Malgré l’amertume, tout le monde n’a pas baissé les bras ici. Il y a un mois, une nouvelle association - association culturelle Orzy Revin - s’est montée avec à sa tête Patrick Menut. Accompagné d’une équipe de bénévoles, ce dernier “veut faire revivre tout cela”. Mais cela prendra du temps, “au moins un an”, avant de trouver des financements et d’obtenir les agréments administratifs. De son côté, le maire de la commune est dubitatif sur l’avenir de la structure : “pour l’instant, on n’a pas la solution.”

"Si on tenait les rênes" : les gilets jaunes en politique

Quand les gilets jaunes se sont rassemblés ce mardi après-midi, les embrassades étaient chaleureuses. Les bises appuyées. “On est une famille”, témoigne Mélanie Henryon. Les épreuves soudent un groupe, et cette Revinoise en sait quelque chose. Lors des dernières élections municipales, elle s’est retrouvée bombardée comme numéro 2 de la liste citoyenne Vivre autrement Revin portée par Chabane Sehel, figure du mouvement des GJ. “Jamais je n’aurais cru un jour faire partie d’une liste à une élection”, s’étonne encore Mélanie Henryon, aide à la personne de métier. 

Résultat, la liste obtient 6,11% au premier tour (124 voix). “Qui l'eut cru ?” La “moitié” des 30 noms était constituée de gilets jaunes. “On voulait faire quelque chose pour notre ville, à notre niveau, assure Patricia Depaix, retraitée. On avait l’impression que si on tenait les rênes et qu’on avait les enveloppes budgétaires, on ferait plus pour les pauvres.” Des ronds-points aux municipales, cette aventure a renforcé l’engagement de ces derniers. “Avant je n’allais pas voter, je ne m’intéressais pas plus que cela à la politique, indique Mélanie Henryon, fille d’un père ouvrier. Aujourd’hui, je regarde les meetings à la télévision, je m’y intéresse.” Sans aller jusqu’à dire pour qui elle votera prochainement.


Sur ce rond-point, la couleur du bulletin n’a d’ailleurs que peu d’importance. De l'extrême gauche à l'extrême droite, en passant par les écologistes, il y en a de toutes les franges. “Moi j’hésite entre Zemmour et Marine, dévoile sans fard Francine. J’ai envoyé un courrier aux deux, j’attends leur réponse.” “C’est un vote anti-système, assume cette retraitée gilet jaune.

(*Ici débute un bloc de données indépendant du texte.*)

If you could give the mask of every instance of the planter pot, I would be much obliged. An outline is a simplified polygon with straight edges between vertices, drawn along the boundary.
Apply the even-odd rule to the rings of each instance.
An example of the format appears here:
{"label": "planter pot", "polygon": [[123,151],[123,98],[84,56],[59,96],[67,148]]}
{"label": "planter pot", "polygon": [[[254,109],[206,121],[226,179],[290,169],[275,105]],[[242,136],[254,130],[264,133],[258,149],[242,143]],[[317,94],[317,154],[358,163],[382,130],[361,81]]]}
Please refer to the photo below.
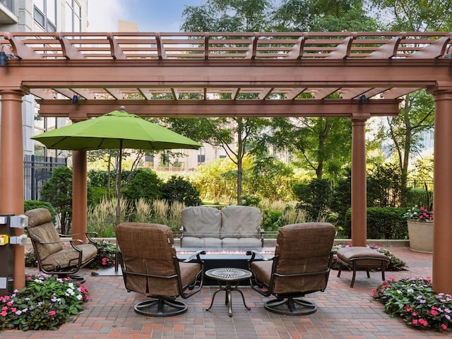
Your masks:
{"label": "planter pot", "polygon": [[407,220],[410,249],[417,252],[433,252],[433,222]]}

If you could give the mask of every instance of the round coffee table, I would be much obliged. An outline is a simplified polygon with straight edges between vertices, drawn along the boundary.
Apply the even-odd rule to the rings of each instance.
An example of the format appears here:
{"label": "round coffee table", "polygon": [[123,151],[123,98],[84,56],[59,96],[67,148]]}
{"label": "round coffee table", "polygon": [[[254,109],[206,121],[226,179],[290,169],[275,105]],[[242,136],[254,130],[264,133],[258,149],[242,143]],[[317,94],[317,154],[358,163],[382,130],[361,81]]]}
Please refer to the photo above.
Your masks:
{"label": "round coffee table", "polygon": [[[206,271],[206,275],[211,279],[217,280],[218,282],[218,289],[215,291],[213,296],[212,297],[212,302],[210,306],[209,306],[206,311],[208,311],[213,304],[213,300],[215,296],[220,291],[225,291],[225,304],[227,305],[227,314],[229,316],[232,316],[232,298],[231,297],[232,291],[238,291],[242,295],[242,299],[243,300],[243,304],[247,309],[251,309],[251,307],[246,306],[245,303],[245,297],[243,295],[243,292],[239,287],[239,282],[246,279],[249,279],[252,274],[249,270],[243,270],[242,268],[234,268],[229,267],[224,267],[220,268],[213,268]],[[232,285],[234,282],[234,285]],[[224,285],[222,284],[225,284]]]}

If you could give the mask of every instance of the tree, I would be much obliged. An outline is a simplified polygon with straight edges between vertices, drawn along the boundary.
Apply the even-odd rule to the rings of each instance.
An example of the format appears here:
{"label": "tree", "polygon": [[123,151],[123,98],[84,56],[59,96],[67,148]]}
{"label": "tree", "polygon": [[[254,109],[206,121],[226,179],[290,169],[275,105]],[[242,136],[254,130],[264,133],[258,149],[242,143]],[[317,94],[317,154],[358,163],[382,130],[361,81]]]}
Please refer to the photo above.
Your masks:
{"label": "tree", "polygon": [[388,117],[387,121],[387,136],[401,174],[400,203],[404,206],[410,156],[419,151],[422,133],[434,126],[433,97],[424,90],[407,95],[400,114]]}
{"label": "tree", "polygon": [[265,141],[298,155],[297,164],[320,179],[335,180],[351,157],[352,125],[345,118],[276,118]]}
{"label": "tree", "polygon": [[242,195],[243,159],[250,151],[252,141],[266,126],[264,119],[236,117],[232,118],[170,119],[172,129],[193,139],[221,147],[237,168],[237,203]]}
{"label": "tree", "polygon": [[55,208],[61,233],[69,234],[72,220],[72,169],[56,167],[41,189],[41,200]]}
{"label": "tree", "polygon": [[372,31],[374,18],[361,0],[283,0],[272,16],[278,31]]}
{"label": "tree", "polygon": [[[452,28],[450,13],[452,0],[374,0],[379,13],[388,20],[383,29],[394,31],[449,31]],[[398,117],[388,118],[387,136],[401,172],[401,204],[405,206],[407,178],[410,155],[418,151],[421,135],[433,128],[433,97],[424,90],[407,95]]]}
{"label": "tree", "polygon": [[268,0],[206,0],[182,12],[184,32],[259,32],[268,25]]}
{"label": "tree", "polygon": [[[201,6],[188,6],[184,11],[182,30],[185,32],[266,30],[270,25],[271,10],[271,2],[268,0],[206,0]],[[178,122],[173,120],[172,127],[181,133],[184,131],[189,138],[221,147],[226,151],[227,157],[237,167],[237,203],[240,203],[243,157],[249,150],[251,139],[265,124],[266,120],[263,119],[236,117],[182,119]],[[182,129],[177,129],[177,126]]]}
{"label": "tree", "polygon": [[[272,16],[276,30],[361,31],[376,28],[360,0],[283,0]],[[312,98],[302,93],[298,99]],[[327,98],[328,99],[328,98]],[[351,123],[344,118],[274,119],[268,144],[298,156],[318,179],[338,180],[351,158]]]}

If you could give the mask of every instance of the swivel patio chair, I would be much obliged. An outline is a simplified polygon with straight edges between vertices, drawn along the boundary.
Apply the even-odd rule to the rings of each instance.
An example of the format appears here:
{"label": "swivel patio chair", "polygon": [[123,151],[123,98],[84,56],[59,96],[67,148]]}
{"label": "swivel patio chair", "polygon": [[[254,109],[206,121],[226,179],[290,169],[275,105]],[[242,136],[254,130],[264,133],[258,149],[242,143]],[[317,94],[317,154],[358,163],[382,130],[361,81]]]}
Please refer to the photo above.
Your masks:
{"label": "swivel patio chair", "polygon": [[266,309],[293,316],[317,311],[314,302],[296,298],[326,288],[335,234],[330,223],[287,225],[279,230],[271,259],[255,251],[247,252],[251,255],[251,288],[265,297],[276,297],[264,303]]}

Pour qui d’autres je pourrais voter ? Les écolos ? Avec eux, il faudrait supprimer nos voitures et faire ses courses à cheval… Nous, on en a besoin de nos voitures !”

Aujourd’hui, si mes parents savaient que je votais Le Pen, ils se retourneraient dans leur tombe je pense

Francine

habitante de Revin

Elle poursuit sur le volet immigration : “celui qui n’a jamais travaillé gagne des aides, quand nous on n’a jamais rien.” Cette fille d’un père ouvrier communiste à la Sefac (fabricant de colonnes de levage mobile) avait pourtant voté Mitterrand en 1981. “On s’imaginait que le monde allait changer, souffle-t-elle dans un sourire vite avalé. Aujourd’hui, si mes parents savaient que je votais Le Pen, ils se retourneraient dans leur tombe je pense.”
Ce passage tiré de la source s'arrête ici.